Ci chiediamo infatti,guardando alla “parte generale”,se un sistema eccessivamente
sbilanciato a favore della sicurezza finisca per legittimare,o comunque avvalorare, quella categoria di cui parla il penalista tedesco Gunther Jakobs, il cd. “diritto penale del nemico”,una sorta di secondo binario che comporta una vera e propria differenziazione nella risposta sanzionatoria da parte dell’ordinamento verso alcuni soggetti,di volta in volta identificati come nemici da parte della società,con ripercussioni anche sul piano della compressione dei diritti individuali.

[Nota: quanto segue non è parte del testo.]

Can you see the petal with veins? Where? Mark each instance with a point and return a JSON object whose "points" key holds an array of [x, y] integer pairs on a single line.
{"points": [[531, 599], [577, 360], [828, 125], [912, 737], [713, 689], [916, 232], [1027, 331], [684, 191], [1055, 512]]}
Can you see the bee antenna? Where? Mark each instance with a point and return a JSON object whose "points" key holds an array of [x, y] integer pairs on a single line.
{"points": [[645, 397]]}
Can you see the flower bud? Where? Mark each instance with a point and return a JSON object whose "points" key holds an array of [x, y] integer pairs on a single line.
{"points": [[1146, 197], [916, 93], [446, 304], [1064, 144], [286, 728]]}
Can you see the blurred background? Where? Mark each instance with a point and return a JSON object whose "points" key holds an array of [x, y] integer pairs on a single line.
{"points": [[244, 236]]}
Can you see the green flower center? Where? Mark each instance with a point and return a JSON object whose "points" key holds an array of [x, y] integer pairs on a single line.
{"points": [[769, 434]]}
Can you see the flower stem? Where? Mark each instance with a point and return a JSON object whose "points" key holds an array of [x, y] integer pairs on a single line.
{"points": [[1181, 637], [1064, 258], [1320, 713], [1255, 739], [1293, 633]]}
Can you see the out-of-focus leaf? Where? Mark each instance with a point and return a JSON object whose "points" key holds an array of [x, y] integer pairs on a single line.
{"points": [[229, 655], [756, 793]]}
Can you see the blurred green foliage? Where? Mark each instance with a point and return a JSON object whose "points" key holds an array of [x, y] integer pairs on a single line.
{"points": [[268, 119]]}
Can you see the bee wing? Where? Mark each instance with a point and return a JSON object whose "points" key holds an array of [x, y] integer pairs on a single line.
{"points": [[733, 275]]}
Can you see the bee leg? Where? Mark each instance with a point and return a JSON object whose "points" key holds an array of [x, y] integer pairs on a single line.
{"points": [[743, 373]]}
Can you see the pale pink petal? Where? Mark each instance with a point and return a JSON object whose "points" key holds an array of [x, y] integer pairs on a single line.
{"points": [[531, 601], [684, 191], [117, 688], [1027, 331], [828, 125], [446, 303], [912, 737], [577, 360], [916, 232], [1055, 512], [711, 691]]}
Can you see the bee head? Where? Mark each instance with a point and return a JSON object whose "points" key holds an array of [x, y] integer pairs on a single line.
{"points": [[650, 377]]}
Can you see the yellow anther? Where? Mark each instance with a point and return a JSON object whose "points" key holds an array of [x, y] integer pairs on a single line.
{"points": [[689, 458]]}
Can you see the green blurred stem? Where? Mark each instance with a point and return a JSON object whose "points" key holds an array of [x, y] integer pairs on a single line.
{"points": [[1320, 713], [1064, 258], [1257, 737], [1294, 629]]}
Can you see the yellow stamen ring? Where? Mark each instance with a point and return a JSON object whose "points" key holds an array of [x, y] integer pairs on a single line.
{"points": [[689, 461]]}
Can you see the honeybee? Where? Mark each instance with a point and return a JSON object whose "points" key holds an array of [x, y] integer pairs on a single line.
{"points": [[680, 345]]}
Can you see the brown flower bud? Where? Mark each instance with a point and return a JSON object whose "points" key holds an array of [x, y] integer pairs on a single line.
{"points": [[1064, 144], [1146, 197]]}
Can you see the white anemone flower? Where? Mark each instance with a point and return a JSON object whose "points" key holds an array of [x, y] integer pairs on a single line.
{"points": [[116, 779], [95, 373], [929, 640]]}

Aggiungendo ulteriori spunti problematici alla questione,ci si chiede se gli strumenti tradizionali del diritto penale,non essendo efficaci nella loro funzione preventiva,non debbano invece cedere il posto a leggi ad hoc anche a livello internazionale ed anche ad interventi a livello di Soft Law e di codici di condotta. Così come ci si chiede se il paradigma della libertà di pensiero e di conseguenza della sicurezza, venga messa in discussione non solo dall’esterno, ma anche dal nostro stesso interno dai gruppi xenofobi, che in nome dell’identità vogliono uno stato chiuso nelle proprie frontiere.
Aveva, dunque, forse ragione Montesquieu, quando diceva che “la libertà consiste nella sicurezza, o almeno nell’opinione che si ha della sicurezza”?